Not really, more like she's seeing the resignation wave and calls to quit and deciding that's curtains. Quite a lot of people are doing that while not feeling it's right. Most of the article is her bashing the Labour right for not understanding the need for a left leader.
I wouldn't want to sound completely ancient and retro but have the youth of today completely lost the concept of backbone?

(TBF maybe not just the youth of today.)
 
I googled that to check if it wasn't a joke and it seems like Titchmarsh actually likes his garden, but not his politics (surprise)
I think it’s wonderful – he looks a bit overgrown himself, it rather matches his beard,” said Mr Titchmarsh.

“I think it’s rather lovely that he letting it overflow with greenery.

“Please don’t discourage him, it’s about the only thing I agree on with Jeremy Corbyn.

“Although I suppose it wouldn’t hurt to tie those roses back."
 
That's an excellent piece.

The one factor it omits to discuss is the forthcoming Chilcott report on the Iraq war. I wonder how many of the traitors expect to be personally implicated, and are afraid of prosecution if Corbyn is still in charge when it's published. Even if they're not afraid for themselves, they must surely be afraid for Blair, who seems quite likely to see the inside of a prison cell unless something drastic is done. That would really screw up his acolytes' place in history, by revealing that they had given their allegiance to a war criminal.

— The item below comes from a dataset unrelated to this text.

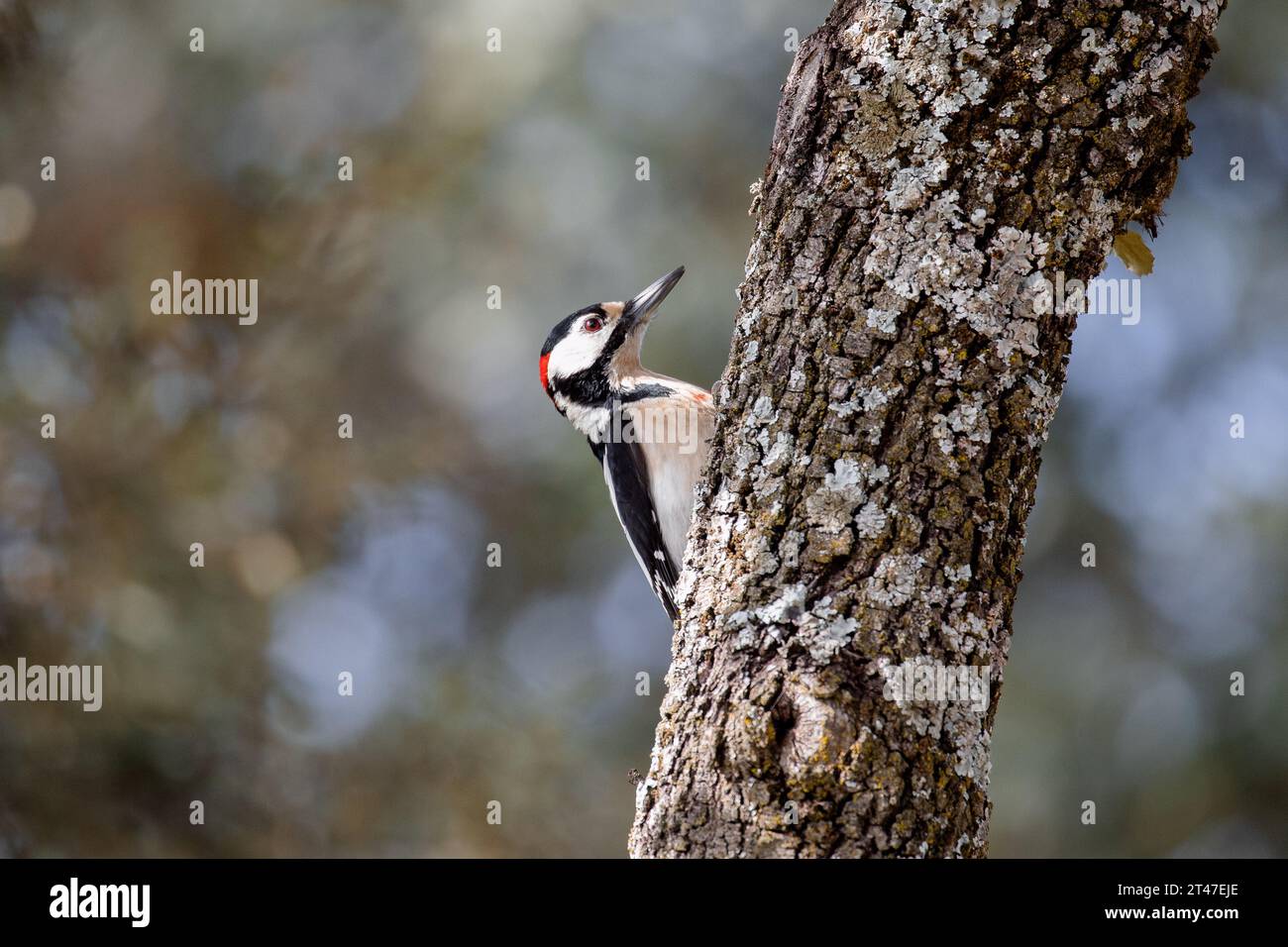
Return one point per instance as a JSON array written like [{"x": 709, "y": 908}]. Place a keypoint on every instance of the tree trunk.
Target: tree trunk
[{"x": 889, "y": 388}]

To be fair to it the article's job is purely to discuss the media's role in this and not the possible reasons for the coup as you're discussing. However, it is interesting to think of the breadth Chilcott will cover. Will the media's conduct in whipping up support for the war be condemned in it? If so then there's a mutual benefit to both Blairites and the media, particulaly the BBC, to get Corbyn out before Chilcott is published. Add to that the fact the BBC news is edited by a former Murdoch hack (as mentioned in the MediaLens piece) that relationship becomes more beneficial because both the BBC and Murdoch press were overall pro war.

This is speculation of course but not beyond the realms of possibility. Either way it really highlights the manner in which the powerful not only use the media to manipulate events but actively stacks it with its own people to do its bidding.